My initial experience with Pilates was not unlike many other physiotherapists in the early 2000s. The clinic I worked at had recently purchased a reformer and a colleague soon returned from a weekend course eager to promote the wonders of this ‘new’ way to exercise. Soon it was all about engaging, activating, contracting, controlling, and aligning patient’s bodies. This suggested our patients were not sufficiently engaging, activating, contracting, controlling, or aligning—but that is a dichotomy to discuss another time.Overall, patients enjoyed Pilates and more clinics began offering it as a new service. Pilates seemed to work well with the motor control models used during the 2000s. Both clinician and patient were encouraged by Pilates’ low-impact nature, supported postures while exercising, the interesting equipment used, and the assurances from clinicians that their cores were getting the specific workout required.

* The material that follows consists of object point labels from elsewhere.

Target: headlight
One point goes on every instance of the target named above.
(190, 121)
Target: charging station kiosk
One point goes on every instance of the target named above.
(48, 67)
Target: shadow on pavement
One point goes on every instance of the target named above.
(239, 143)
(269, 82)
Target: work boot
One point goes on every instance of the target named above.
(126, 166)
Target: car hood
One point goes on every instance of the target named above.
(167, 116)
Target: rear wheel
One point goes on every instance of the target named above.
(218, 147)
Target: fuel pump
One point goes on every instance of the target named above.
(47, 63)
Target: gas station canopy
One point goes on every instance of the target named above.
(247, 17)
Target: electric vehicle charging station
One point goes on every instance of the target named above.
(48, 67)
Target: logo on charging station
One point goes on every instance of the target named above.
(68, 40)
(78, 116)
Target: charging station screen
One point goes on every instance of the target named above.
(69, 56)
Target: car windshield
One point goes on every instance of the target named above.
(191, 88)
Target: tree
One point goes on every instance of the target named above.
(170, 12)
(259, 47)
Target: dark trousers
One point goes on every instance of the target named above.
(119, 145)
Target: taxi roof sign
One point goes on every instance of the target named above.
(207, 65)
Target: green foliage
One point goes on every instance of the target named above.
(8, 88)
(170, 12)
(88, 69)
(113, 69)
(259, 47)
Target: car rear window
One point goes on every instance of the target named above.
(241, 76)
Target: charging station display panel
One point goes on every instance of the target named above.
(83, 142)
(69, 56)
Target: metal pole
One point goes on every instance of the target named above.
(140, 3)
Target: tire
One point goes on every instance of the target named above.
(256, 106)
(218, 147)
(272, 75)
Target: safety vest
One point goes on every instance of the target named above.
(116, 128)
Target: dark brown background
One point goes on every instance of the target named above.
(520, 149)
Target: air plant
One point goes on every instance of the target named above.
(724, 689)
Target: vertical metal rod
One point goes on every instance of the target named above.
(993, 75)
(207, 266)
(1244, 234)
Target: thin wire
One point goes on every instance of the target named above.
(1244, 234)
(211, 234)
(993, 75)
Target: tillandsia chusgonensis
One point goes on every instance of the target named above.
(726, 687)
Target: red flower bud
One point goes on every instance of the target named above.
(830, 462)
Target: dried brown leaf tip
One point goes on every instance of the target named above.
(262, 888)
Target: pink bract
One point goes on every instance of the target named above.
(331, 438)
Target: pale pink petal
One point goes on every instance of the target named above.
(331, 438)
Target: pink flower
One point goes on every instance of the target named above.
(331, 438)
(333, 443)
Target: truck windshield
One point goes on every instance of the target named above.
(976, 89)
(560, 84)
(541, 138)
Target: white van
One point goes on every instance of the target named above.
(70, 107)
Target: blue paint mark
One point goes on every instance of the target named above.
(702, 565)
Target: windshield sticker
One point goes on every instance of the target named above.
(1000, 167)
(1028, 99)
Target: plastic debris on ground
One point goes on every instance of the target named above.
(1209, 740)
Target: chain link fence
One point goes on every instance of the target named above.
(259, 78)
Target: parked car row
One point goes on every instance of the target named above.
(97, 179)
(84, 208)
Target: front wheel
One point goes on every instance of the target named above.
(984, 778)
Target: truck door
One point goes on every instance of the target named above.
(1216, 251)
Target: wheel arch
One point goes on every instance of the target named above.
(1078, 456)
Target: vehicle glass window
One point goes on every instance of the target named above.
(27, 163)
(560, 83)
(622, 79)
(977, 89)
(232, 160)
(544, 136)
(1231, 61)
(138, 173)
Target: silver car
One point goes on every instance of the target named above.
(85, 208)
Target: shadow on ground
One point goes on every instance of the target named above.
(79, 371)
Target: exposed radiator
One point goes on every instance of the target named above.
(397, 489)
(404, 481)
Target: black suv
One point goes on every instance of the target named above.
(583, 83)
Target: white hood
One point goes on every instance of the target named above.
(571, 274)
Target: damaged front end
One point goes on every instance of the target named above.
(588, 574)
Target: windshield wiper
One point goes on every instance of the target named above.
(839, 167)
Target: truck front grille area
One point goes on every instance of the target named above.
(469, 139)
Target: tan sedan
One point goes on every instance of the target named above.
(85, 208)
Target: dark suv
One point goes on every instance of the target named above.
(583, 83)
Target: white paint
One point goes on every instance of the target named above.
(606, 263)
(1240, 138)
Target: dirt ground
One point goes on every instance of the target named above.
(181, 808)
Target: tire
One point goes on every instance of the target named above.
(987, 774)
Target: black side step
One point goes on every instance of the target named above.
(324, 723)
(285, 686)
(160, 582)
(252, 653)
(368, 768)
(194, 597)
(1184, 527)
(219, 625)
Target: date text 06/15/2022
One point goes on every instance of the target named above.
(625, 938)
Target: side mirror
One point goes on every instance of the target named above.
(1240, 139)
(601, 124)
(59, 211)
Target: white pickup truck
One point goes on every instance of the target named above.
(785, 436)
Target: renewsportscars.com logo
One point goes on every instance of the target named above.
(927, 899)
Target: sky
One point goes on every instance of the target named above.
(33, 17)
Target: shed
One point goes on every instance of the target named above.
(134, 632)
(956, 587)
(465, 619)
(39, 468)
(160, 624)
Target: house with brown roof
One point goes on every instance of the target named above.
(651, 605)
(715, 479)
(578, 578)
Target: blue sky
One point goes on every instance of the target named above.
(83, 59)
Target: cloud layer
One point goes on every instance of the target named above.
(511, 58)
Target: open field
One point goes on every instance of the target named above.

Wells et al (2012) defined our understanding of Pilates in physiotherapy during those years by summarising Pilates as ‘a mind-body exercise approach requiring core stability, strength, and flexibility, and attention to muscle control, posture, and breathing’.
Fast forward to 2018 and times have changed slightly. Not only am I no longer burning music onto CDs to play during class, more importantly, our understanding and management of various musculoskeletal conditions traditionally referred to Pilates has also advanced. For conditions such as low back pain, the staple diet of any Pilates studio, we now appreciate that the management need extend beyond the motor control model of ‘isometric contractions of the core muscles’ (Yamato et al 2016) previously favoured within Pilates. Considering the long exploited language of core, glutes, stability and alignment, viewed now with our current understanding of pain science, injury prevention, load management, psychological, social, lifestyle and injury risk factors, this Pilates language and perception seems incomplete.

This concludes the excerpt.